Frei suggests the 27-member bloc take in some 300,000-400,000 refugees per year from abroad and then distribute them throughout the union’s member states. He slammed the bloc’s current Darwinian model, where only the fittest—namely fighting-age men with the physical strength to make the treacherous journey—are rewarded with the right to apply for asylum.
Frei writes:
The way our asylum law is designed is not aimed at the weakest, but makes a deeply inhumane choice: those who are too old, too weak, too poor, or too ill have no chance. He or she cannot make his way through the deserts of Africa and across the Mediterranean. Women and children are thus often de facto excluded from our “human” rights.
The current asylum system not only punishes the physically weaker, would-be asylum seekers but also those living in the societies that receive the masses of young men from alien cultures.
Continuing, Frei writes:
[The current asylum system] has also turned out to be highly problematic for the societies of the receiving countries. According to the overwhelming opinion of the population, even in the Scandinavian countries, the load limit has been exceeded in recent years. Security risks and integration problems are associated with uncontrolled migration. In addition, in Europe, it is virtually impossible to distinguish between those in need of protection and economic migrants.
Commenting on his colleague’s proposal during the retreat of the CSU state group in Andechs Monastery in Upper Bavaria, CDU leader Friedrich Merz called it an “important and good contribution to solving a problem that we have been seeing for years and where there are currently no really good and convincing solutions.”

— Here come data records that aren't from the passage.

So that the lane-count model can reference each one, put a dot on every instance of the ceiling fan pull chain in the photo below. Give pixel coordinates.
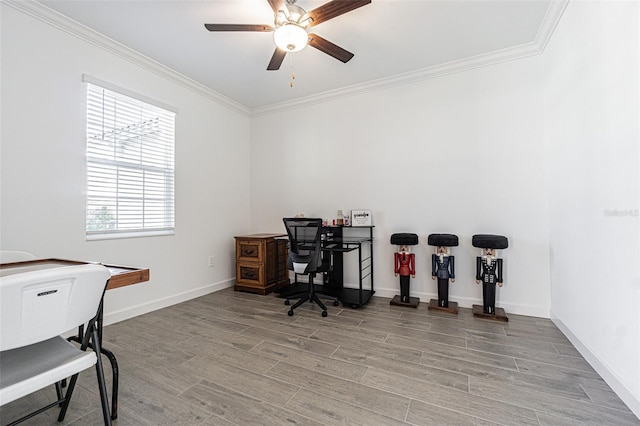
(293, 74)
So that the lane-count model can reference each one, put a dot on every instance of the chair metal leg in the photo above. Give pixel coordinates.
(101, 382)
(114, 381)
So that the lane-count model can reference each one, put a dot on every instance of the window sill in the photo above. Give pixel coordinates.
(122, 235)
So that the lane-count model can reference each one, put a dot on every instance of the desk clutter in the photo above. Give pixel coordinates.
(488, 271)
(263, 261)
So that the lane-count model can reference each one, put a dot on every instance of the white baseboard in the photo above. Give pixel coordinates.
(154, 305)
(613, 380)
(465, 302)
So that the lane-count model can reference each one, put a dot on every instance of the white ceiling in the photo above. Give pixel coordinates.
(391, 39)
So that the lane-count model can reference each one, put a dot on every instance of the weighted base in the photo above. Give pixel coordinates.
(397, 300)
(500, 315)
(451, 309)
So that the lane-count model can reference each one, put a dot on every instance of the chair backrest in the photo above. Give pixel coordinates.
(38, 305)
(304, 243)
(10, 256)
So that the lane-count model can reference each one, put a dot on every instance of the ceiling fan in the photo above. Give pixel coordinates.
(290, 28)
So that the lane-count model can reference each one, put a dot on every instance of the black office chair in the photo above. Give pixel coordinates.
(305, 256)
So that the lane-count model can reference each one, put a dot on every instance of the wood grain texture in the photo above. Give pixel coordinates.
(235, 358)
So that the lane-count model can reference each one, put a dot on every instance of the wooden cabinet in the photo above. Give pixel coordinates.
(256, 265)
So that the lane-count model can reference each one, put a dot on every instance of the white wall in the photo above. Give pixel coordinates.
(459, 154)
(591, 115)
(42, 152)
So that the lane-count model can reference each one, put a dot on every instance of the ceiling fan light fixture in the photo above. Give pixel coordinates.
(291, 37)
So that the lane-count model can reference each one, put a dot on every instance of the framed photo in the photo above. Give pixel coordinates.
(361, 218)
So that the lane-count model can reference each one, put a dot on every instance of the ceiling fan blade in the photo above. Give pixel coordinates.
(275, 5)
(238, 27)
(334, 8)
(329, 48)
(276, 59)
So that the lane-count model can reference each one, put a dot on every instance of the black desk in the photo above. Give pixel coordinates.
(338, 240)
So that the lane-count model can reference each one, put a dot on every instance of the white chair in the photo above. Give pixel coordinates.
(10, 256)
(36, 307)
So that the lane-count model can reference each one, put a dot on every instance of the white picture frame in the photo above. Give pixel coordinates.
(361, 218)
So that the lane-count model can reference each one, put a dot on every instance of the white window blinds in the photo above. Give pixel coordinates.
(130, 165)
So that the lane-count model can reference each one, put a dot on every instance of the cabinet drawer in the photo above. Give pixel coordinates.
(250, 273)
(249, 251)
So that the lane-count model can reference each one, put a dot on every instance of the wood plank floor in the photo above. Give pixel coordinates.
(232, 358)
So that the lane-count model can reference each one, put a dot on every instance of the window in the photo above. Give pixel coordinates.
(130, 165)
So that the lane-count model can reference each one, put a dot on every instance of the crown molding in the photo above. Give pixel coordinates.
(74, 28)
(545, 31)
(536, 47)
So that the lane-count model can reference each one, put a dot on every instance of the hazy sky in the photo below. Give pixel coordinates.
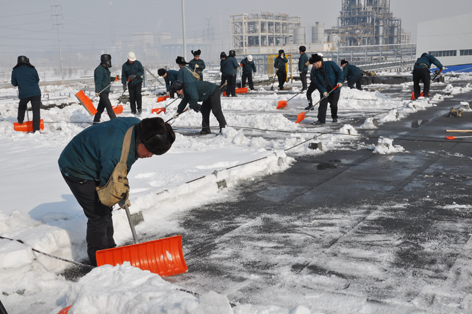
(28, 25)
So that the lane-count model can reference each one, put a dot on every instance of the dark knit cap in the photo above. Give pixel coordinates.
(315, 58)
(156, 135)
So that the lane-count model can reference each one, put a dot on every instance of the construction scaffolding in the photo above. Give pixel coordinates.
(262, 33)
(368, 22)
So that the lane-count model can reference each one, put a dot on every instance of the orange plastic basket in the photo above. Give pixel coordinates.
(163, 257)
(27, 126)
(242, 90)
(86, 102)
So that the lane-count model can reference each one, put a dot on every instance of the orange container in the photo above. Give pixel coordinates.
(158, 110)
(163, 257)
(161, 98)
(281, 104)
(65, 310)
(118, 109)
(86, 102)
(242, 90)
(27, 126)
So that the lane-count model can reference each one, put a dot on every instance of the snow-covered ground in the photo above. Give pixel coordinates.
(39, 209)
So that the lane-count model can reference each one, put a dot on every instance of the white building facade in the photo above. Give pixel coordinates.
(449, 39)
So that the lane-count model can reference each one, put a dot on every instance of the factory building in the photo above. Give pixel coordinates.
(449, 39)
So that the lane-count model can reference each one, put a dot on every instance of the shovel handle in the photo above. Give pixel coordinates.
(133, 231)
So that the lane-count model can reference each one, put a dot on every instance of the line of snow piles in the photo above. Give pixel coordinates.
(30, 280)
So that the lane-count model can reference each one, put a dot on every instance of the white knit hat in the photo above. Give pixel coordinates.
(131, 56)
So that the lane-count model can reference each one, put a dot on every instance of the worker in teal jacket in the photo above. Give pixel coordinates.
(206, 92)
(352, 74)
(303, 67)
(25, 76)
(132, 73)
(279, 65)
(103, 81)
(197, 64)
(170, 76)
(248, 66)
(89, 159)
(422, 73)
(327, 75)
(185, 74)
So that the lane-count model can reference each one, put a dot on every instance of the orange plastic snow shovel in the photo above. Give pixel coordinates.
(283, 103)
(161, 98)
(27, 126)
(163, 257)
(302, 115)
(86, 102)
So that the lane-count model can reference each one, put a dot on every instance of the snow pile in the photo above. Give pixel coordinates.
(385, 146)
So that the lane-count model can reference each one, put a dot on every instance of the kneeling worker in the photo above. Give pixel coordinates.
(90, 166)
(205, 91)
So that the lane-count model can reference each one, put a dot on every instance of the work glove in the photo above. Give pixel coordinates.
(197, 108)
(125, 201)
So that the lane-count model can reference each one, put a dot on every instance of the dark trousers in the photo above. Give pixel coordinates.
(224, 79)
(36, 104)
(135, 97)
(212, 104)
(313, 86)
(332, 99)
(282, 76)
(99, 224)
(247, 76)
(423, 75)
(303, 79)
(231, 90)
(102, 104)
(356, 80)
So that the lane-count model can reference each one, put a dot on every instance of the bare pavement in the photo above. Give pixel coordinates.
(348, 231)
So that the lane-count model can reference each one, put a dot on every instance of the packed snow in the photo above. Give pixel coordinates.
(39, 209)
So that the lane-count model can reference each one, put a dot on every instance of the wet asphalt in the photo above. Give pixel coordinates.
(347, 223)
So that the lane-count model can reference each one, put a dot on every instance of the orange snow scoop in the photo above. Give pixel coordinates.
(302, 115)
(162, 109)
(86, 102)
(283, 103)
(27, 126)
(163, 257)
(161, 98)
(413, 95)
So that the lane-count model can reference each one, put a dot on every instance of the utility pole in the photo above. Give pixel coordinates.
(59, 39)
(183, 30)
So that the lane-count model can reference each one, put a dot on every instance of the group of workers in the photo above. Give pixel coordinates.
(90, 160)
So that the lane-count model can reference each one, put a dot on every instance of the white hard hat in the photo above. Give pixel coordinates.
(131, 56)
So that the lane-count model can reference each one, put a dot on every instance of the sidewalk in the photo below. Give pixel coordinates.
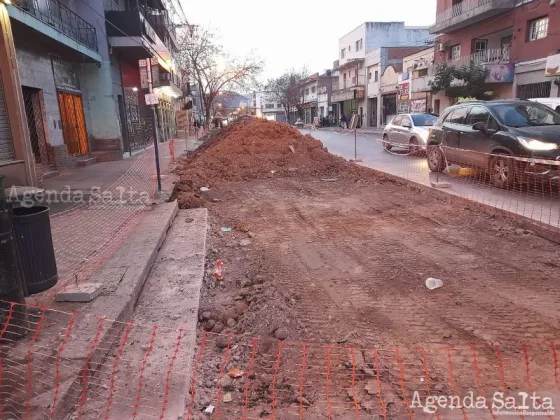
(101, 207)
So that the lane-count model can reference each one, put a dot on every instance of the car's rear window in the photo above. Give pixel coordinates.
(423, 120)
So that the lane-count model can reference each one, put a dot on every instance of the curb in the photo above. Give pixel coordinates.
(123, 279)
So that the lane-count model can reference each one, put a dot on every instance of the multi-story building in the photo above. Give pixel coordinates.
(269, 107)
(384, 94)
(79, 69)
(143, 41)
(309, 87)
(414, 87)
(358, 62)
(511, 38)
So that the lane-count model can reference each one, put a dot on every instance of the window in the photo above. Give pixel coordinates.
(538, 28)
(530, 114)
(477, 114)
(406, 121)
(480, 48)
(424, 120)
(457, 116)
(506, 47)
(455, 52)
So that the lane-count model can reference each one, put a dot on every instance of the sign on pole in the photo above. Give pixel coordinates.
(151, 99)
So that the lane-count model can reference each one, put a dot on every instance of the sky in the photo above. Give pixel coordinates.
(294, 33)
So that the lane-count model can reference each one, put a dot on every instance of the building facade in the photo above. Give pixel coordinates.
(80, 80)
(268, 107)
(512, 39)
(364, 55)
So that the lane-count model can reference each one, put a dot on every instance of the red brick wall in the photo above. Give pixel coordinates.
(521, 49)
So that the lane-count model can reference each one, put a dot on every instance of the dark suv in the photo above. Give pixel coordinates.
(511, 140)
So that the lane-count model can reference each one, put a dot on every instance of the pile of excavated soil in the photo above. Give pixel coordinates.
(254, 149)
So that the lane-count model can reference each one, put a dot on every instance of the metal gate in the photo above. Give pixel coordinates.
(73, 123)
(6, 142)
(534, 90)
(35, 124)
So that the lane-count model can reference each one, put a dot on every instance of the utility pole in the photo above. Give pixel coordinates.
(155, 131)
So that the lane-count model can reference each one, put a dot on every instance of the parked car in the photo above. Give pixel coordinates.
(511, 140)
(553, 103)
(409, 131)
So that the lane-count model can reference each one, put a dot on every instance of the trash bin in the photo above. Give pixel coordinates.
(32, 231)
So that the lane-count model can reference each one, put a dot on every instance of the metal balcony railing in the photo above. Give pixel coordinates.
(461, 7)
(349, 82)
(64, 20)
(491, 56)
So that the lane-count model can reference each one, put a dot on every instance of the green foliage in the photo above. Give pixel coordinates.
(467, 81)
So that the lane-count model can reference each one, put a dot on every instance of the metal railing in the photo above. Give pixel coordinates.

Asked whether he had been aware of his colleague’s proposal prior to it being published in the newspaper, Merz said: “Assume that when leading members of our parliamentary group publish articles in their names, I know about it beforehand.”
With its apparent rightward shift, the CDU is without a doubt hoping to persuade the increasingly large segments of German society who have thrown their support behind the AfD to consider the CDU a viable alternative once again.